A = np.column_stack((v1,v2,v3,v4,v5))

result = scipy.optimize.nnls(A,b)

x = result[0][:,None] # Force to be column array; the A @ x step doesn't seem to work if I don't do this
                      # https://stackoverflow.com/questions/64869851/converting-numpy-array-to-a-column-vector

lsq = A @ x # result is a column vector
diff = lsq.T - b # b is still technically a row vector, so lsq has to be converted back to a row vector for dimensions to match
print(diff)

If Ax >= b, then all elements of diff (= Ax - b) should be positive (or 0). Instead, what I'm getting is that some elements of diff are negative.

Is there any function that can be used to force the Ax >= b constraint?
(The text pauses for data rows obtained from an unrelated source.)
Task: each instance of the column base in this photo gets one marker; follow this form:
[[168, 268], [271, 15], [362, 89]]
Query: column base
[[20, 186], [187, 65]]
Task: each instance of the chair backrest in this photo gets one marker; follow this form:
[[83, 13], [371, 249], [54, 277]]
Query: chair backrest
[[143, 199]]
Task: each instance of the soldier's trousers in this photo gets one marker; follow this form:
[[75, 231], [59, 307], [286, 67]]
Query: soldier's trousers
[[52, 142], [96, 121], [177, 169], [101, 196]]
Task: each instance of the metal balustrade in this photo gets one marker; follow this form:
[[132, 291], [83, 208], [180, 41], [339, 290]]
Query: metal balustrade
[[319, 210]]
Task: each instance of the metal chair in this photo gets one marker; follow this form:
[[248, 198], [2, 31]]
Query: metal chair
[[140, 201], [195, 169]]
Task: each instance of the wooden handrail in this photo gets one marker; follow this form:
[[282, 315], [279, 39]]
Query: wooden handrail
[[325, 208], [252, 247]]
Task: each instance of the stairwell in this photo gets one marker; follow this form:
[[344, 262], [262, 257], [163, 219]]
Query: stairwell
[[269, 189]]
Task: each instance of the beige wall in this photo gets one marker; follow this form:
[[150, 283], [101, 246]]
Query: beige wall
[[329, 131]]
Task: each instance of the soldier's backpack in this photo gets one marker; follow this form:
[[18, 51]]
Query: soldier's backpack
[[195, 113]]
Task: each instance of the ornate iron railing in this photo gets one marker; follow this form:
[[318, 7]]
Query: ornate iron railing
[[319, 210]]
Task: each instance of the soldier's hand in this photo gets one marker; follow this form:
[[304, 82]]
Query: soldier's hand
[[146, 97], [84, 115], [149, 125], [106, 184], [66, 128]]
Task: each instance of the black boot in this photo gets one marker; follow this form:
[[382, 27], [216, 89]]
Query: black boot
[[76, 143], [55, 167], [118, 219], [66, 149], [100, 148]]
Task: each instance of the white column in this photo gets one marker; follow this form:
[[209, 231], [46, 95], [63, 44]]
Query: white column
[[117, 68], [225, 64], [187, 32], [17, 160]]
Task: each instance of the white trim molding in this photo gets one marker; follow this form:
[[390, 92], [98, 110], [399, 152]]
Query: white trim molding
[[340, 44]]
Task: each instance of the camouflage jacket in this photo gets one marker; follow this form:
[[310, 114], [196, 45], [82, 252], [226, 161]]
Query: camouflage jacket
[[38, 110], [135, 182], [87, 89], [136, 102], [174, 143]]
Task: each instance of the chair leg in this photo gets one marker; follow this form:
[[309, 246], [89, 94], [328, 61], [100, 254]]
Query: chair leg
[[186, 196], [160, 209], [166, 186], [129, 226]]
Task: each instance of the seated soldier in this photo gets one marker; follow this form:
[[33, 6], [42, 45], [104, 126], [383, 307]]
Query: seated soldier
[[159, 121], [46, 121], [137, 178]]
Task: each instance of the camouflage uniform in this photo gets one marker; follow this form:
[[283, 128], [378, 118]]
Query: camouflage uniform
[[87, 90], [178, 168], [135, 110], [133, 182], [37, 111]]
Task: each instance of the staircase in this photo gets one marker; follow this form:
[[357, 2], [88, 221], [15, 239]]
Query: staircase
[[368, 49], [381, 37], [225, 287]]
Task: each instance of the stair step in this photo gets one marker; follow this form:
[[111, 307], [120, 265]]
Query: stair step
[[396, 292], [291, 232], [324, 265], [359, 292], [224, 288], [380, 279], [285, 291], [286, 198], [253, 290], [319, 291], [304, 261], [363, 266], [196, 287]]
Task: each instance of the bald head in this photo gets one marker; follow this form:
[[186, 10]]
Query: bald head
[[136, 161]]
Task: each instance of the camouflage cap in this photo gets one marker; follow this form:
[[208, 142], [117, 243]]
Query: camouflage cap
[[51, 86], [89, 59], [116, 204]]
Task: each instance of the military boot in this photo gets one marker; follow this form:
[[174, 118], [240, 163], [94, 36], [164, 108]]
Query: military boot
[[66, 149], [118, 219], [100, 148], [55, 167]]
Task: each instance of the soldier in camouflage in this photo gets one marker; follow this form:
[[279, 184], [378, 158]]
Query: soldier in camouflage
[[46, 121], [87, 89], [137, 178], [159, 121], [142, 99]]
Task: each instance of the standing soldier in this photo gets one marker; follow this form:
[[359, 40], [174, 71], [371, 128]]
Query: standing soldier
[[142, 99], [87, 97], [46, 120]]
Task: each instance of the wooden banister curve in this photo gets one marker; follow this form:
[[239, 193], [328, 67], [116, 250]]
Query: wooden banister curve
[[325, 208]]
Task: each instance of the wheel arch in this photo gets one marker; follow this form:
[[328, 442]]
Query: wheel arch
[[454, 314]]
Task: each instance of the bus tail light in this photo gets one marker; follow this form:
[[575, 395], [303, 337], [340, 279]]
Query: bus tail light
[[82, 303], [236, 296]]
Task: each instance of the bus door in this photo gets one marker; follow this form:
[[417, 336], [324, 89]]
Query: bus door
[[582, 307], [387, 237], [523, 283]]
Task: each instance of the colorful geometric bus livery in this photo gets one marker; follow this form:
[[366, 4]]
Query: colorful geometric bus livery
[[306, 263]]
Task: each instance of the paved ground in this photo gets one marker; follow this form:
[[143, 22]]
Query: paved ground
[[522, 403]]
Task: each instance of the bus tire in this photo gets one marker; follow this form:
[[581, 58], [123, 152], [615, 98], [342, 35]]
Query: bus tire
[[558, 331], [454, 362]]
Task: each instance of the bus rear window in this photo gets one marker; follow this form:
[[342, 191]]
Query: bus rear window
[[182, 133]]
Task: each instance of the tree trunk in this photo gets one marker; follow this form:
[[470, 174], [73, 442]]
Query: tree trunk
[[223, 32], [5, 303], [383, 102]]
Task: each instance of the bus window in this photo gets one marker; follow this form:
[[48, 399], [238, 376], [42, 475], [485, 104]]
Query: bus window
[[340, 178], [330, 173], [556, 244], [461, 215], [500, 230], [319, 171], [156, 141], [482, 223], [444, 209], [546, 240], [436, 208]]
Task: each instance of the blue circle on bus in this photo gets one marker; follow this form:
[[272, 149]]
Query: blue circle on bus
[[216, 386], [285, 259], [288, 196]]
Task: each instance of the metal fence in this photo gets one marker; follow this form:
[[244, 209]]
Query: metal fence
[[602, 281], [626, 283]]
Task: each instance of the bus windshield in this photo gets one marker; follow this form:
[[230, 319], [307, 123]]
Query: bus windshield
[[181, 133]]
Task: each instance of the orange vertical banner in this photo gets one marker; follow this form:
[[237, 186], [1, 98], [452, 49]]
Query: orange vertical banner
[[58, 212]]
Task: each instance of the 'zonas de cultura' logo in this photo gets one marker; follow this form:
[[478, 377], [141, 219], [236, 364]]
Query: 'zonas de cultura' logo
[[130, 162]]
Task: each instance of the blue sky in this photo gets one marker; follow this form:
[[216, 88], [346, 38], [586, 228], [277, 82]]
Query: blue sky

(The context for why this constraint has to be imposed is that A encodes the amount of vitamins/minerals/macronutrients (rows) in 5 different foods (columns), and b is the total amount of each nutrient that has to be consumed to avoid a nutritional deficiency.)


Solution

  • It doesn't sound like the least squares criterion is the important part; you just want a solution that is not too wasteful. In that case, as Nick pointed out, you could use linear programming to minimimize the total food required. (A common variant of this problem is to minimize the cost of the food consumed. You could also minimize other things, like the sum or maximum of the excess nutrition, but that's a little more complicated, and the objective function is not the biggest issue here...)

    import numpy as np
    from scipy import optimize
    
    # Data copied from above
    v1 = np.array([0.00000961,0.0000011,0.0000011,0.000015,0.00000884,0.00000286,0,0.00000006,0,0.000196,0,0.0000071,0.000000023,0.000131,0.00038,0,0,0.00000161,0,0,0.0000069,0.00027,0.000005,0,0,0.00054,0.00475,0.000000002,0.00036,0.0000032,0,0,0.033,0.0015,0.02,0.00052,0.207]).T
    v2 = np.array([0,0.0000064,0.00000135,0.000121,0.0000177,0.00000348,0,0.00000006,0,0,0,0.0000833,0,0.000525,0.00062,0,0,0.0000114,0,0,0.0000458,0.00168,0.0000193,0,0,0.00376,0.00705,0.000000072,0.00018,0.0000327,0,0,0.085,0.492,0.258,0.0628,0.161]).T
    v3 = np.array([0,0.000009,0.00000193,0.0000196,0.00000899,0,0,0.00000444,0,0,0,0.0000021,0.000000056,0.000664,0.00123,0,0,0.00000841,0,0,0.0000502,0.00171,0.0000106,0,0,0.00352,0.0148,0.000000032,0.00005,0.0000365,0,0,0.155,0.0142,0.216,0.00366,0.624]).T
    v4 = np.array([0,0.00000763,0.00000139,0.00000961,0.0000135,0.00000119,0,0.00000056,0,0,0,0,0,0,0.00054,0,0,0.00000626,0,0,0.0000472,0.00177,0.0000492,0,0,0.00523,0.00429,0,0.00002,0.0000397,0,0,0.106,0.069,0.169,0.0122,0.663]).T
    v5 = np.array([0.00000241,0.00000113,0.00000347,0.0000118,0.0000037,0.00000147,0,0.00000062,0,0.000934,0,0,0,0.000005,0.00254,0,0,0.00000053,0,0,0.000016,0.00033,0.0000092,0,0,0.00055,0.00348,0,0.00053,0.0000039,0,0,0.041,0.0149,0.0292,0.00178,0.0442]).T
    
    b = np.array([0.00657,0.00876,0.00949,0.1168,0.0365,0.01241,0.000219,0.00292,0,0.657,0.000146,0.1095,0.000876,4.015,8.76,16.79,0.0002555,0.00657,0.0292,0.001095,0.0584,3.066,0.01679,0.0003285,0,5.11,24.82,0.0004015,10.95,0.0803,0,0.00219,204.4,569.4,365,146,2007.5]).T
    
    A = np.column_stack((v1,v2,v3,v4,v5))
    
    n = A.shape[1]  # 5
    
    # Minimimize the amount of food consumed
    c = np.ones(n)
    
    # The lower bound on `x` is 0 (upper bound is infinite by default)
    bounds = optimize.Bounds(lb=np.zeros(n))
    
    # The lower bound on `A@x` is `b` (upper bound is infinite by default)
    constraints = optimize.LinearConstraint(A, lb=b)
    
    res = optimize.milp(c, bounds=bounds, constraints=constraints)
    res
    #       message: The problem is infeasible. (HiGHS Status 8: model_status is Infeasible; primal_status is None)
    #         success: False
    #          status: 2
    ...
    

    Wait, what? Infeasible?

    Yes, because some nutrients you needed are just not present in the foods.

    np.where(np.sum(A, axis=1) == 0)[0]
    # array([ 6,  8, 10, 15, 16, 18, 19, 23, 24, 30, 31])
    

    Please offer more nutritious food.